Hi All, 

We have discovered a potential small editorial mistake in the wording of marking unprefixed octal-literals (e.g., 07 and 0042) obsolescent in the C2y draft following the WG14 N3353 proposal (Obsolete implicitly octal literals and add delimited escape sequences).

In paragraph 5 in section 6.4.5.2 of the C2y draft, it is stated:

An unprefixed octal literal begins with the digit 0 optionally followed by a sequence of the digits 0
through 7 only. Use of an unprefixed octal literal with digits other than 0 is an obsolescent feature.

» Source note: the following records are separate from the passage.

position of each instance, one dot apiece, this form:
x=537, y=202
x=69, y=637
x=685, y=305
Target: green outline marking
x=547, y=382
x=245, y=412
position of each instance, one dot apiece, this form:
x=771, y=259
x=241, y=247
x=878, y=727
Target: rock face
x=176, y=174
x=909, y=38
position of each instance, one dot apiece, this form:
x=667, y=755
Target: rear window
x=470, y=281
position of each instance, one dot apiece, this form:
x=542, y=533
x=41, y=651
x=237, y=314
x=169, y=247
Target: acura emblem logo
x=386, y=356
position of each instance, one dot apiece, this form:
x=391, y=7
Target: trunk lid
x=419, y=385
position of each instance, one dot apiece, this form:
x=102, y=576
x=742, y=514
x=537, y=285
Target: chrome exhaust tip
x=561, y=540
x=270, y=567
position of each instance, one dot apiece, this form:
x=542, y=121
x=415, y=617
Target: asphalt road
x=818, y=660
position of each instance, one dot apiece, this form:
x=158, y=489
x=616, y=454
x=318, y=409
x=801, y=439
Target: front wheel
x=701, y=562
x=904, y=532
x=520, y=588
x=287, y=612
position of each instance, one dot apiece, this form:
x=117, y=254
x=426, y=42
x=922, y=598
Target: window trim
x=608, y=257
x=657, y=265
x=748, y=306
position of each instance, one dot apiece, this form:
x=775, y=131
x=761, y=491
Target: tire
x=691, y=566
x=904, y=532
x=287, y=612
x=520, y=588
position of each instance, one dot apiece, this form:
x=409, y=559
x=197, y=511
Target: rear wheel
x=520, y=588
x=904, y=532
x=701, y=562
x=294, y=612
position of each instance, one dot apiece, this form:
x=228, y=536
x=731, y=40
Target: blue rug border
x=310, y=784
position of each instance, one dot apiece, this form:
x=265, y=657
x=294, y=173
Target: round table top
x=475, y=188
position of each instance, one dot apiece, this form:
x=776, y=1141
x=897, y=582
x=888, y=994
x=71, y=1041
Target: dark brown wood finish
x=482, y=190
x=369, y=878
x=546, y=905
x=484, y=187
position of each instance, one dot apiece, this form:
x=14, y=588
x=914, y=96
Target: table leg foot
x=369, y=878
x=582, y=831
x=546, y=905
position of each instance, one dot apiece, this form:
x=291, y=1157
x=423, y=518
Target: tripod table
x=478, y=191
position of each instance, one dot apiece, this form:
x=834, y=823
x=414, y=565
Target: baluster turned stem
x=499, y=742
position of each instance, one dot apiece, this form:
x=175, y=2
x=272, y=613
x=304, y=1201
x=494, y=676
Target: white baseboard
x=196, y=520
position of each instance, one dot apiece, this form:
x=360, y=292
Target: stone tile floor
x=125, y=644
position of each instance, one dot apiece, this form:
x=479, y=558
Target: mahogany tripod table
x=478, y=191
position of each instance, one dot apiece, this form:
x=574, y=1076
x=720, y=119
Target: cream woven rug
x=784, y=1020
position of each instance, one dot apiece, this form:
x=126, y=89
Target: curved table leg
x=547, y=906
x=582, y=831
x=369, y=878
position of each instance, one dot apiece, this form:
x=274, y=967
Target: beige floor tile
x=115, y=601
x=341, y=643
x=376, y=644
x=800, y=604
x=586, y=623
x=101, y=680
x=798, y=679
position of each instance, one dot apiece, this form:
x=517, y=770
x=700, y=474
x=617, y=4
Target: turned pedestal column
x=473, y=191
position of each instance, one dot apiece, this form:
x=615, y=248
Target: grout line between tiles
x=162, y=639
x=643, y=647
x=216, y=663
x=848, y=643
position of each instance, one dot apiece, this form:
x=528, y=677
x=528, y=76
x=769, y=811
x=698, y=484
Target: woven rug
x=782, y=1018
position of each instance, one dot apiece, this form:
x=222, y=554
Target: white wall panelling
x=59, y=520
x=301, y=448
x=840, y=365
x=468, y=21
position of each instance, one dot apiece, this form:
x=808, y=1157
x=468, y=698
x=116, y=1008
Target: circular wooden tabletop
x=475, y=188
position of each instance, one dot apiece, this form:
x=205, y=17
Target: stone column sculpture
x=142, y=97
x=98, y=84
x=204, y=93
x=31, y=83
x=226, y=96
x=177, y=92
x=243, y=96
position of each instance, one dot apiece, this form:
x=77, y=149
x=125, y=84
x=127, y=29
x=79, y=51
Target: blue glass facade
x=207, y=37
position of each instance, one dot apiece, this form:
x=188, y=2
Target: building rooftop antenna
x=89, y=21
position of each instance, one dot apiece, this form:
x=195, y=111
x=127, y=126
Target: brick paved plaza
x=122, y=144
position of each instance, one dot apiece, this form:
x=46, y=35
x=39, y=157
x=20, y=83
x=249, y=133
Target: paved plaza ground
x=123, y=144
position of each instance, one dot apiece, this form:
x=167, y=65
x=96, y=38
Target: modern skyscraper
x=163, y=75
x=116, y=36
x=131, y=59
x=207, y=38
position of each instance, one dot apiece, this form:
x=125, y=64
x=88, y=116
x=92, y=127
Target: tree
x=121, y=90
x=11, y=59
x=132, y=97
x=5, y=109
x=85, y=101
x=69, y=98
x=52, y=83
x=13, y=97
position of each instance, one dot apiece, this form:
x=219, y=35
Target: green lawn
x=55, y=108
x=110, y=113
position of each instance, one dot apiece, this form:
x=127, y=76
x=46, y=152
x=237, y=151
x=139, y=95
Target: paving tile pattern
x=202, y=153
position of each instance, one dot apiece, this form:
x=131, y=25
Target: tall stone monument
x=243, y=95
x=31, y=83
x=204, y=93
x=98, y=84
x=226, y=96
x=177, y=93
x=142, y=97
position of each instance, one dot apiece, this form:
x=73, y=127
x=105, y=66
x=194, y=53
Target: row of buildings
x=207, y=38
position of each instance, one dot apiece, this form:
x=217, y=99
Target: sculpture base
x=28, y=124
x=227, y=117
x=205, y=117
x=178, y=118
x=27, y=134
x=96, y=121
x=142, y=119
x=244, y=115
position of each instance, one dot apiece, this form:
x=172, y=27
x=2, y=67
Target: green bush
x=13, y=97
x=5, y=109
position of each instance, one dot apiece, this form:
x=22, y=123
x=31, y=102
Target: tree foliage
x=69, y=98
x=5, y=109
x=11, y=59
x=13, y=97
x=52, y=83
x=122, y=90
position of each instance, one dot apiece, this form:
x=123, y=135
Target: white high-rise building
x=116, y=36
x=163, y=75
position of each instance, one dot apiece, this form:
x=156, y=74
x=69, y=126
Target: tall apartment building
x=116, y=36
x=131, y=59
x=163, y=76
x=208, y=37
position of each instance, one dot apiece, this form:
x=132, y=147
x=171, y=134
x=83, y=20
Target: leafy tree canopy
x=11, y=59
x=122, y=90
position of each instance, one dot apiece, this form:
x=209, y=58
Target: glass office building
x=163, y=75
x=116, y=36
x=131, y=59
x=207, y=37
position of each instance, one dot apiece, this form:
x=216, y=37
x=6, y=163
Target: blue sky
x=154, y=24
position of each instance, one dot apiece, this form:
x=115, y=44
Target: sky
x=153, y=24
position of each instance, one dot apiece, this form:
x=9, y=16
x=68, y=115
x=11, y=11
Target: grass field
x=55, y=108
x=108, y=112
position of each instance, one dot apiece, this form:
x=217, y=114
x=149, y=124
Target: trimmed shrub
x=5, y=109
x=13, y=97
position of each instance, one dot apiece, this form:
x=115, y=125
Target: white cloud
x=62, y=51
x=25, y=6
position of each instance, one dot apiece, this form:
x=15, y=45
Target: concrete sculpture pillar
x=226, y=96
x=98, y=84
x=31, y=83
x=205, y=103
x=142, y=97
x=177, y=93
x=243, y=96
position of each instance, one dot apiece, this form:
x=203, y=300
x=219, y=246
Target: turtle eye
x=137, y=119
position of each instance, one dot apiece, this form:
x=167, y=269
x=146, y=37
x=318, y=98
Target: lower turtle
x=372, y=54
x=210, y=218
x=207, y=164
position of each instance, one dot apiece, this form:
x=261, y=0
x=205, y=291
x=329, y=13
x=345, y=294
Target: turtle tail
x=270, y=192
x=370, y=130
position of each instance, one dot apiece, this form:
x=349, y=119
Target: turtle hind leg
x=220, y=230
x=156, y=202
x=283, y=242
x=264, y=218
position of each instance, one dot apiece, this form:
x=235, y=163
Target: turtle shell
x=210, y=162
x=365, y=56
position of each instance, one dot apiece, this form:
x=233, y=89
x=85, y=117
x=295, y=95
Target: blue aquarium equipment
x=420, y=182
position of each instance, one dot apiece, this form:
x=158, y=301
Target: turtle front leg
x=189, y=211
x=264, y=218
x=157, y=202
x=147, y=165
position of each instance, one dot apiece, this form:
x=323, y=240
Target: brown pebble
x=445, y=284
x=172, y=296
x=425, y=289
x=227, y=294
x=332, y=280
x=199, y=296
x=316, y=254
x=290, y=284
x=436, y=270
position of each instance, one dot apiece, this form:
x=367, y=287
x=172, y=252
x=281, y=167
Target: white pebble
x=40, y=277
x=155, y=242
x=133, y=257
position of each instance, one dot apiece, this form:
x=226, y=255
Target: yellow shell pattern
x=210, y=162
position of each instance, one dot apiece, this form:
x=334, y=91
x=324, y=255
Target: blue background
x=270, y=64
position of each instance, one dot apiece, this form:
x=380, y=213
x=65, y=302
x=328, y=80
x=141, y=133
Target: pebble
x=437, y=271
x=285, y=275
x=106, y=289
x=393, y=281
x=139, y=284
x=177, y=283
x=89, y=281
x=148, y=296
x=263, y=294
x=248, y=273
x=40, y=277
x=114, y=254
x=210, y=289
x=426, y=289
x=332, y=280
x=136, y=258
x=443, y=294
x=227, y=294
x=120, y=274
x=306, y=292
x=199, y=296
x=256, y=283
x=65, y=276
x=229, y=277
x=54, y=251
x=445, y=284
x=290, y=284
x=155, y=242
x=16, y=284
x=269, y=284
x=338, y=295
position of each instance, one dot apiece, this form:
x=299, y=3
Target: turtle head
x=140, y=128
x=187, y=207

While working on the wording for the deprecation of unprefixed literals in WG21 P0085 (Oo... adding a coherent character sequence to begin octal-literals), we noticed that it is unclear whether 000 is obsolescent.

We reached out to some of the authors of the WG14 N3353 paper (Aaron Ballman and Corentin Jabot) and Aaron confirmed that their intent was to make obsolescent all octal literals starting with a 0 instead of 0o, except the literal 0. This means that the octal literal 000 is obsolescent, but 0 is not, as implemented by Aaron for Clang: https://www.godbolt.org/z/jEa4qnaMo

Aaron Ballman has pinged the WG14 reflectors to confirm that WG14 agrees with the authors' design intent.

In our WG21 P0085 paper, we agree with the declared design intent of the authors of N3353, deprecating also 000. It would be good if C and C++ could agree here, and the wording of C be clarified if WG14 believes that is needed.